The ECC largely ended its activities in 1993 when conscription was abolished. It remained active in 1994 due to the continuation of call ups. The ECC encouraged CF personnel who were called up to provide security for the 1994 election to report for duty, the first time it had done so. It criticised the continuation of call ups after the election as racially discriminatory given that only white men were liable for compulsory service.

==Human rights abuses==
===Truth and Reconciliation Commission===
As part of its activities following the end of Apartheid, the TRC held a hearing on compulsory military service imposed by the South African government. On the basis of this hearing, the TRC noted that:

It was clear that conscripts could not as a rule be described as victims of gross violations of human rights as defined in the Act. Some of the evidence that emerged at the
hearing, however, showed that they were victims of another kind – victims of a system they found themselves obliged to defend.

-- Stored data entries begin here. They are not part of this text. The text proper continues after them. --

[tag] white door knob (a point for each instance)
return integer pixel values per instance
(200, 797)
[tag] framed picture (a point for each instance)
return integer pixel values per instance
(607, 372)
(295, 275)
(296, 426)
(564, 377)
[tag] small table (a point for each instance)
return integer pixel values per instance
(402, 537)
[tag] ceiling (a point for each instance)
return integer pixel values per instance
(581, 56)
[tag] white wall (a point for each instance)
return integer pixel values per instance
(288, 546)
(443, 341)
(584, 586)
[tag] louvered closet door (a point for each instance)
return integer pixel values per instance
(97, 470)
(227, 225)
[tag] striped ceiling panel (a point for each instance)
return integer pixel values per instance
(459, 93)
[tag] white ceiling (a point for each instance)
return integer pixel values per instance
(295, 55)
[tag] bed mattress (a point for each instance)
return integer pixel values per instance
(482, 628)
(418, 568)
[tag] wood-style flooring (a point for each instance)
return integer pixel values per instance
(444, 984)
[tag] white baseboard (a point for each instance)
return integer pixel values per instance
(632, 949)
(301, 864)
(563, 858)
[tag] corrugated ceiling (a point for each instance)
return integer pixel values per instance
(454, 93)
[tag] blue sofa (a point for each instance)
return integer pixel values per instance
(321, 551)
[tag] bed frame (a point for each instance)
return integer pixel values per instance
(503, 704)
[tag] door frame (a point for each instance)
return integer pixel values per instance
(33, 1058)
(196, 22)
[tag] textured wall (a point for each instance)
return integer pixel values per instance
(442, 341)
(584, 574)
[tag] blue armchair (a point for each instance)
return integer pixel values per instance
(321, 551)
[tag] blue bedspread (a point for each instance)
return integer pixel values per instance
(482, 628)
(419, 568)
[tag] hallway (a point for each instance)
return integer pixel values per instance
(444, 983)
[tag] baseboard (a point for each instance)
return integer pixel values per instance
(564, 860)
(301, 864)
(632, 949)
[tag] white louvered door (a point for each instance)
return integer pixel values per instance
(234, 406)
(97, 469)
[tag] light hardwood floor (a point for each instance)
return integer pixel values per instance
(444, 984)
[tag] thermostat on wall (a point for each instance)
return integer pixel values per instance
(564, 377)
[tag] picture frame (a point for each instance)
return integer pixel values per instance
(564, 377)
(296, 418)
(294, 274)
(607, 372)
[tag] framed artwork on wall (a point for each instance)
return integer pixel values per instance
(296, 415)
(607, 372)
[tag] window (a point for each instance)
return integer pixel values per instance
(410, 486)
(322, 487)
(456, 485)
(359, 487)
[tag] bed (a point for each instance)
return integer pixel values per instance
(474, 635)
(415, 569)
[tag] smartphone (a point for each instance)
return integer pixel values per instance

In its final report, the TRC found that:

Conscripted soldiers in the SADF were defined as combatants, even where the system of conscription obliged them to perform military service against their will, threatening heavy penalties if they did not do so. Like all combatants, they may have qualified as victims of a gross violation of human rights in certain circumstances, such as being subjected to torture or killed when injured.

The TRC also concluded that all "soldiers on either side of the political divide" in the armed conflicts relating to Apartheid, including SADF conscripts, were "were victims of the armed political conflict of the past and their deaths, injuries and losses should be remembered and mourned".

===Homosexuals===

Chaplains and doctors screened men who were conscripted into the SADF to detect homosexuals. The treatment of those who were detected was inconsistent. While homosexuality was criminalised, some who were detected faced few negative consequences and were posted to units made up of other homosexuals, which could be a supportive environment.

Thousands of other homosexual conscripts were forced to undergo brutal forms of conversion therapy at 1 Military Hospital in Pretoria. The first stage of this treatment was behaviour therapy in which they were subjected to electric shocks while being made to view nude photos of naked men. The men were then often forced to undergo narcoanalysis which sought to re-educate them. Some were chemically castrated through the use of very large doses of hormones. Throughout this treatment the men were often held in wards with drug addicts and seriously mentally ill people, as well as conscientious objectors and opponents of the government. Some committed suicide.

It has been alleged that approximately 900 homosexual servicemen and servicewomen were put through gender reassignment surgery at 1 Military Hospital without informed consent or adequate standards of care between 1967 and 1987. This was motivated by a belief that surgery would stop them from preferring people from their own gender. Some of the victims of this treatment died during the procedures. The survivors were given new identities, dismissed from the SADF and told to cut themselves off from their families.

As of 2004, the South African Society of Psychiatrists maintained that psychiatrists had not participated in these practices. The Medical Association of South Africa apologised in 1995.

==In popular culture==
- Moffie, a 2019 film by Oliver Hermanus based on the autobiographical novel of the same name by André Carl van der Merwe. The film depicts mandatory conscription into the South African Defence Force (SADF) during apartheid through the eyes of a young closeted character.
- Kanarie, a 2018 coming of age Afrikaans film by Christiaan Olwagen about homosexuality in the context of mandatory military service in the mid-1980s.